Cloris Leachman Talks Dancing with the Stars 2012 Redux - Arsenio Hall, Comeback Story of The Year?
In case you haven't heard, Season 15 of "Dancing With the Stars" will be the show's first season of returning celebrity contestants.
Well, get ready, because force of nature Cloris Leachman tells us, "Oh, I insist on coming back!"
There is a catch, though.
The 86-year-old performer, already the eldest among the "DWTS" stars when she competed four years ago, reminds us that, "When I did it, I had a bad knee, and they would give me a shot in my knee. I had about three, and it's not good to have too many of those shots. So I had a knee replacement after the show was over for me." Now, says Cloris, who made it through six out of ten weeks before being eliminated from the show, "My knee is still sensitive, and it doesn't bend all the way as my right knee does. So I'm sorry about that, but I want to go back and finish the last four!"

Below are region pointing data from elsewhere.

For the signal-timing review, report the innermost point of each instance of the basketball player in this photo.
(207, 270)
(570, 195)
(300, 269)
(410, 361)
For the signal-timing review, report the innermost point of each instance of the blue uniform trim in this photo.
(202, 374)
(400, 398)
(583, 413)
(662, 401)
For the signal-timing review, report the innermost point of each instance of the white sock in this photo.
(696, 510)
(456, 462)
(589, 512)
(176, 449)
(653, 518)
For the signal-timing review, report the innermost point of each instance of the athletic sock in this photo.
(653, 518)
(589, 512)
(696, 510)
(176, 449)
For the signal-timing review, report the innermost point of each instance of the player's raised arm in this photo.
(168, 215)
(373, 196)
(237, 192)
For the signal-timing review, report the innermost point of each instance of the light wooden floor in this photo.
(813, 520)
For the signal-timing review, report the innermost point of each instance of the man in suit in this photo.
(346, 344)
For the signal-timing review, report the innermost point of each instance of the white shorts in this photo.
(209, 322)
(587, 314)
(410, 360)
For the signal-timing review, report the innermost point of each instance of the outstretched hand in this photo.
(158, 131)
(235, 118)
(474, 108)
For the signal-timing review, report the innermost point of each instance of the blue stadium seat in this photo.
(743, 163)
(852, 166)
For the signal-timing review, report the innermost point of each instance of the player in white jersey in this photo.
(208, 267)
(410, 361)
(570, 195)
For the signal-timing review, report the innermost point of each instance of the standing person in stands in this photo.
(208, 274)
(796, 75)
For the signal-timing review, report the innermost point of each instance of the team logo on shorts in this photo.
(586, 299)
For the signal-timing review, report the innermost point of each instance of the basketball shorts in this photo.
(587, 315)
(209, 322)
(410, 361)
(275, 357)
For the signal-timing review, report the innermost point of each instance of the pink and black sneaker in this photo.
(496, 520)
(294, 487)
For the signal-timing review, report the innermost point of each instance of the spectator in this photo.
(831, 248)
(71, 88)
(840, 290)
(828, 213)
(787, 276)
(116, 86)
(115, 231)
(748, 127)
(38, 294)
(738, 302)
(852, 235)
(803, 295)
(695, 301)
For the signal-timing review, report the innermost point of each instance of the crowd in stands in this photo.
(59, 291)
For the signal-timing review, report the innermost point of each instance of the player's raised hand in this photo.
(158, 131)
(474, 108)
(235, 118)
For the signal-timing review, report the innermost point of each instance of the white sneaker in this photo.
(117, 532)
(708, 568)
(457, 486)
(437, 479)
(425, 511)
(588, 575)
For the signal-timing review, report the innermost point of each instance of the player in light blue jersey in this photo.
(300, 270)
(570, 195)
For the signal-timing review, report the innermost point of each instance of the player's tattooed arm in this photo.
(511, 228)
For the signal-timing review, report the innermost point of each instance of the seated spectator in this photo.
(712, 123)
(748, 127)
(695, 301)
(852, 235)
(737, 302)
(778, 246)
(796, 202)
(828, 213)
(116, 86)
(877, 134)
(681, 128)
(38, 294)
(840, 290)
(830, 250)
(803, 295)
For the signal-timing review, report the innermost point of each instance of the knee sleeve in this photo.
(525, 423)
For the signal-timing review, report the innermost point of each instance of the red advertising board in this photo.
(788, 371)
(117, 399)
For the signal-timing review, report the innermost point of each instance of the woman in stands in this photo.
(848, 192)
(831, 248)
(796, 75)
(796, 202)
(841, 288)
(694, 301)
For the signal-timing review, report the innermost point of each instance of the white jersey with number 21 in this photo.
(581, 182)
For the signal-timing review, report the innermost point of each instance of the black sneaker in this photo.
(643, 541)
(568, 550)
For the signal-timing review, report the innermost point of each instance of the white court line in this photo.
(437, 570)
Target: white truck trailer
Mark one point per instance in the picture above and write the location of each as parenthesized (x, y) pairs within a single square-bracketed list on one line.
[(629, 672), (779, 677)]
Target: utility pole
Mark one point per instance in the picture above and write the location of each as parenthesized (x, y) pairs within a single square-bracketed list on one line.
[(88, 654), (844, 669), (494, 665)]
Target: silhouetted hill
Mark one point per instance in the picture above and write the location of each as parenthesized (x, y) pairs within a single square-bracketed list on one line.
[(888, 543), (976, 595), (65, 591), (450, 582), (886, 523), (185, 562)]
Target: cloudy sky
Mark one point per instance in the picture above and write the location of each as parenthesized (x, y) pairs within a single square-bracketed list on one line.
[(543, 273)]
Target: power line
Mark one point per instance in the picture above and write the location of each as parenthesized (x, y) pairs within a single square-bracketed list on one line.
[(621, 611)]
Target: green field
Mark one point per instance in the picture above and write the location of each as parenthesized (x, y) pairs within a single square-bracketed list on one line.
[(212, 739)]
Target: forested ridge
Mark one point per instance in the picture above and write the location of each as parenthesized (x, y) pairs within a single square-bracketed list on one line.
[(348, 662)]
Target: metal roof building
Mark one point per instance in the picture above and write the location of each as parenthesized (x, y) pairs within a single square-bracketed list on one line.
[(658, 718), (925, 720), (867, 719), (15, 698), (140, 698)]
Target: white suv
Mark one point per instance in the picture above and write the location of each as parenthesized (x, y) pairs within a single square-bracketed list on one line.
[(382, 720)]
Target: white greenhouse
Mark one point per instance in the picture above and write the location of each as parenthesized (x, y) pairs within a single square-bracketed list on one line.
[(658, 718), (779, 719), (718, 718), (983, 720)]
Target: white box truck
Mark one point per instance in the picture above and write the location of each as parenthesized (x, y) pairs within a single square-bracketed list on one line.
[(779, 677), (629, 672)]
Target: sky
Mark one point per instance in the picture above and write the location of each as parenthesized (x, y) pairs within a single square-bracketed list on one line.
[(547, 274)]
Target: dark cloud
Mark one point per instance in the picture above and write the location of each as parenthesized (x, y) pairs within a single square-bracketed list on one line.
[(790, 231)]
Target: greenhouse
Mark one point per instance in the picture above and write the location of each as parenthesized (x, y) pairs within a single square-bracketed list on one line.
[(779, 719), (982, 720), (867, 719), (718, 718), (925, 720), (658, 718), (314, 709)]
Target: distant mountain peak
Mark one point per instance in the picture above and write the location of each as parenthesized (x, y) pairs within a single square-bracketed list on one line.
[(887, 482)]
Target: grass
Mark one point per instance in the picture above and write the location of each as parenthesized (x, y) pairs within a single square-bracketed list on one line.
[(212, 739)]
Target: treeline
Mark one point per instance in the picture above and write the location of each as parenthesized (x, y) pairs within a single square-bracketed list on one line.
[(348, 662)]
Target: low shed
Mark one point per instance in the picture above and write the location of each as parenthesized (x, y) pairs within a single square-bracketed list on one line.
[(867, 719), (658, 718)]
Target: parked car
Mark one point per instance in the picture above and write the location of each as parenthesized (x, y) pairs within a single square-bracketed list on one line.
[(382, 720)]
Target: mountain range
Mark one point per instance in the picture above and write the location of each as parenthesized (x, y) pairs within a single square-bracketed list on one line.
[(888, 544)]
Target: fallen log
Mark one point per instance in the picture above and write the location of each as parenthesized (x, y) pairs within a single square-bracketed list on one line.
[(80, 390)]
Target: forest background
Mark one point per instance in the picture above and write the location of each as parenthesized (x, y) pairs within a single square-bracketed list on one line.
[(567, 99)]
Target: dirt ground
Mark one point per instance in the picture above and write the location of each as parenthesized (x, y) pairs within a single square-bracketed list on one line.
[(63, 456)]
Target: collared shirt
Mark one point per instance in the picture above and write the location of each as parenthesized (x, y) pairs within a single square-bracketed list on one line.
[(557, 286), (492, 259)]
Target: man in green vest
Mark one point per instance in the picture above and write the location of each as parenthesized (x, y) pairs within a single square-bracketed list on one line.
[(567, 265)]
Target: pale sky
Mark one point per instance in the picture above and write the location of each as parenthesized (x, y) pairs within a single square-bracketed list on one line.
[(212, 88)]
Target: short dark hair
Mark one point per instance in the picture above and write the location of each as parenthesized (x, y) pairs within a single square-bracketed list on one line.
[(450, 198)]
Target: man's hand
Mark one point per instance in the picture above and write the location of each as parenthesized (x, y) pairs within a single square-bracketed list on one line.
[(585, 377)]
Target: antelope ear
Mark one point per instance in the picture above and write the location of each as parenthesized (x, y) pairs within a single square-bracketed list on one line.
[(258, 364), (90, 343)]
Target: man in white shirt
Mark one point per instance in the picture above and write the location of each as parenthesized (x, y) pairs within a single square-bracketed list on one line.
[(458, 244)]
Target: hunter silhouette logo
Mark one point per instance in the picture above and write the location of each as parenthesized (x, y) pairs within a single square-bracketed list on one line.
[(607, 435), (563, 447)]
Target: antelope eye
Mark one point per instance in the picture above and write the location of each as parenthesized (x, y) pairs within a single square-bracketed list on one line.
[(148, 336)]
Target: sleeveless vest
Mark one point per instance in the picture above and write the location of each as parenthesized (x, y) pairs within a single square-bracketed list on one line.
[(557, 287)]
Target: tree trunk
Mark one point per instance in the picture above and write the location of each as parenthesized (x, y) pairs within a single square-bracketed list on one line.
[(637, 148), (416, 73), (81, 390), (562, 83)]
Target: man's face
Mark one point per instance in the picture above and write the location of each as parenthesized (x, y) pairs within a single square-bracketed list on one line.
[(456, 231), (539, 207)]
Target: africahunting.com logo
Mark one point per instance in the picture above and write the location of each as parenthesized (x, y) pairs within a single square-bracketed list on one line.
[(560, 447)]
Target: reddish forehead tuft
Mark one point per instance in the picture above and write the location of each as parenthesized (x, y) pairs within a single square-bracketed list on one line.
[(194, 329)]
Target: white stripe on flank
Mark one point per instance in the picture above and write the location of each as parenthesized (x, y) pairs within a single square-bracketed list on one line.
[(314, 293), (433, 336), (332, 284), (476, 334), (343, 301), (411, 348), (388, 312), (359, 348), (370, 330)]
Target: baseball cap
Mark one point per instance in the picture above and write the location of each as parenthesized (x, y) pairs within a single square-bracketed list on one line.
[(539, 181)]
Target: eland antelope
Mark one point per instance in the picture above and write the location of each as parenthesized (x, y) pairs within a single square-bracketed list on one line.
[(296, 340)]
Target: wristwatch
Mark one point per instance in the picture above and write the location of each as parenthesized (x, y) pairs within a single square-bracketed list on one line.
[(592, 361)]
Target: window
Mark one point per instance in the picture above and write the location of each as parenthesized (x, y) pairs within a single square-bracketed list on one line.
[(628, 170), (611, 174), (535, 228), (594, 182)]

She laughs her wild laugh, then archly declares, "I must be there; that's all there is to it."
In fact, Cloris -- who notes that ABC has a viewer poll concerning which stars should come back -- says she is spending part of her time between filming seasons of Fox's "Raising Hope" working on getting back into her best physical shape. That way, "I can be ready for anything."
Does she have a particular regimen?
"I don't like the word 'regimen,' so no," Cloris replies. "I like to find out the latest thing in any department, and then I like to try it, no matter what it is."
She also has parts in two movies coming up to shoot this summer ("The Home" horror flick and a drama that may get a title change) and another couple of films awaiting release ("Gambit," "Adult World").
And then there's the talk of chances that her performance as the outrageous, only occasionally lucid Maw Maw character on "Raising Hope" might get her more Emmy attention. Cloris already has nine Emmys, the most of any actor, out of more than 20 nominations -- but says her excitement about the awards hasn't diminished at all. In fact, she feels it "more than ever."
She also says, "If I have nine, why not ten and make it an even number? It would be easier for everyone to remember." But seriously, "I'd be thrilled out of my mind."
It looks like Arsenio Hall just might have the career comeback story of the year, what with news of his deal to jump back into the late-night talk show fray this fall in syndication -- on the heels of his smart win on "Celebrity Apprentice." Considering the time out he took from professional pursuits in order to be a full-time single dad to son Arsenio, Jr., now 12, it's a comeback story worth an extra smile. In fact, up until 2007, he told us, deadpan, "My kid thought I was a Jewish doctor. He didn't even know I was in show business."
He recalled, "I was on the road when my son was born. It's weird. I love doing standup and I love going on tour but when you're doing 'Yuk, yuk' in Tibet and you hear your kid over the phone...it's like they can't pay me enough...I did the rest of the dates I was legally obligated to do and I brought my a-- home."
After that, his choices in work were based on what he thought was best for him and Arsenio, Jr.. (He shares custody with his ex and former manager, Cheryl Bonacci). He felt, "I've had an incredible life and if I have a legacy, it's that 'there was a brother who did some things that succeeded and some things that didn't always succeed.' But what better mission to be on than being a great black father?"
Still, he had it in the back of his mind that at some point when the time was right, he might find some way, some day, to get back into the middle of the action in show business. That day has arrived.
DUFFY DOES DALLAS:
The "Dallas" team was comparatively low profile when shooting the first set of episodes for the newly launched series. But it won't be the same when the troupe heads back to that city to make Season 2, now that "Dallas" is a hit again. Patrick Duffy, who's lived in Oregon for most of the past 12 years, feels, "We'll be very good for Dallas, bringing the city back into focus. There's not a lot of it that's as it used to be, but the people are the same -- the warmest, most accommodating people."